The members of the Russian band Pussy Riot, in jail since a flash concert in a Russian Orthodox cathedral shortly before Russia's presidential election, will spend another two years in jail, a judge in Moscow ruled on Friday.

The band members were protesting the Russian Orthodox church leader's support for President Vladimir Putin. Patriarch Kirill, the church, leader, called the act blasphemy against the church and religious hatred, not an act of politics, the BBC reported.

As was widely expected, the judge agreed that Maria Alyokhina, 24, Nadezhda Tolokonnikova, 22, and Yekaterina Samutsevich, 29, had offended the feelings of Orthodox followers, showing a "complete lack of respect" and convicted them of hooliganism.

"Tolokonnikova, Alyokhina and Samutsevich committed hooliganism — in other words, a grave violation of public order," she said, according to the BBC.

Prosecutors had been seeking three-year sentences.

According to the New York Times, as the verdict was read, hundreds of Pussy Riot supporters, gathered outside the courthouse, shouted in protest, demanding the band members be freed.

"Riot police officers arrested dozens of them, including the former chess champion Garry Kasparov, who is active in the Russian political opposition," the Times wrote. "Mr. Kasparov fought with the police and appeared to be beaten as he was bundled into a paddy wagon."

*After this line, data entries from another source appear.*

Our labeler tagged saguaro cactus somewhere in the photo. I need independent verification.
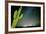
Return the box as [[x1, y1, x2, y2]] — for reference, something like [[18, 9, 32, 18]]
[[12, 7, 23, 28]]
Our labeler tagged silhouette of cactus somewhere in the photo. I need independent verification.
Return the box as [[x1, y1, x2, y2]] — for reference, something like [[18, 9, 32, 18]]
[[12, 7, 23, 28]]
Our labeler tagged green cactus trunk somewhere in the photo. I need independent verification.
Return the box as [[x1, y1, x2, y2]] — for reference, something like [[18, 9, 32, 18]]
[[12, 7, 23, 28]]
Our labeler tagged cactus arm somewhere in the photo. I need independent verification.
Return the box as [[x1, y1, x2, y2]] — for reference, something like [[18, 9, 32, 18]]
[[12, 7, 23, 28], [13, 10, 17, 19], [19, 14, 23, 19]]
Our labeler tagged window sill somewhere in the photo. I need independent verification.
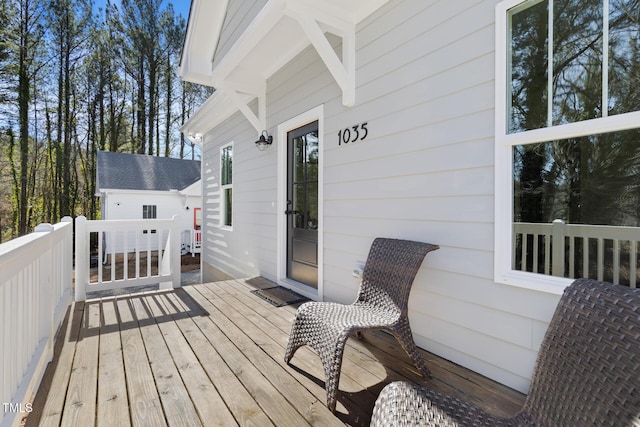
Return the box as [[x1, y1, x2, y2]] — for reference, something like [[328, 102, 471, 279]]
[[495, 270, 573, 295]]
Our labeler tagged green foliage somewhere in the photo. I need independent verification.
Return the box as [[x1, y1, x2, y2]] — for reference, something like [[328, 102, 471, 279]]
[[0, 0, 210, 240]]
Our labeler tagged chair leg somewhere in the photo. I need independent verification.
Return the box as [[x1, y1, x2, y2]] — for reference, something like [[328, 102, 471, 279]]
[[391, 319, 433, 378], [315, 334, 348, 413], [284, 322, 306, 364]]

Rallies and protests in support of the three women have been held around the world. Major musicians, like Sting and Madonna, have also backed them.

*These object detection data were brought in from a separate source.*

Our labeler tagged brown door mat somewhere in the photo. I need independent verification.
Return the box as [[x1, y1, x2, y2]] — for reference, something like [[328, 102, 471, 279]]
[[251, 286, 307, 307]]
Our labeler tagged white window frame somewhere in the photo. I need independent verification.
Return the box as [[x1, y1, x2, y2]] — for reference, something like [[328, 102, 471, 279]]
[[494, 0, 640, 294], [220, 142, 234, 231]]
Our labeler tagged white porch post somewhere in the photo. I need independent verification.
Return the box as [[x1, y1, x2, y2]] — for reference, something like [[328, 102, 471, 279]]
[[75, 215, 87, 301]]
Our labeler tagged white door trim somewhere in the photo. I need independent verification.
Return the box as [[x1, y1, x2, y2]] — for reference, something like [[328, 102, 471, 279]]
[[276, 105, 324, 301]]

According to the Times, Tolokonnikova, who has been the most outspoken of the three women, made a blistering closing statement of her own, when she indicted both the Kremlin and the Orthodox Church.

“To my deepest regret, this mock trial is close to the standards of the Stalinist troikas,” she said. “Who is to blame for the performance at the Cathedral of Christ the Saviour and for our being put on trial after the concert? The authoritarian political system is to blame. What Pussy Riot does is oppositional art or politics.”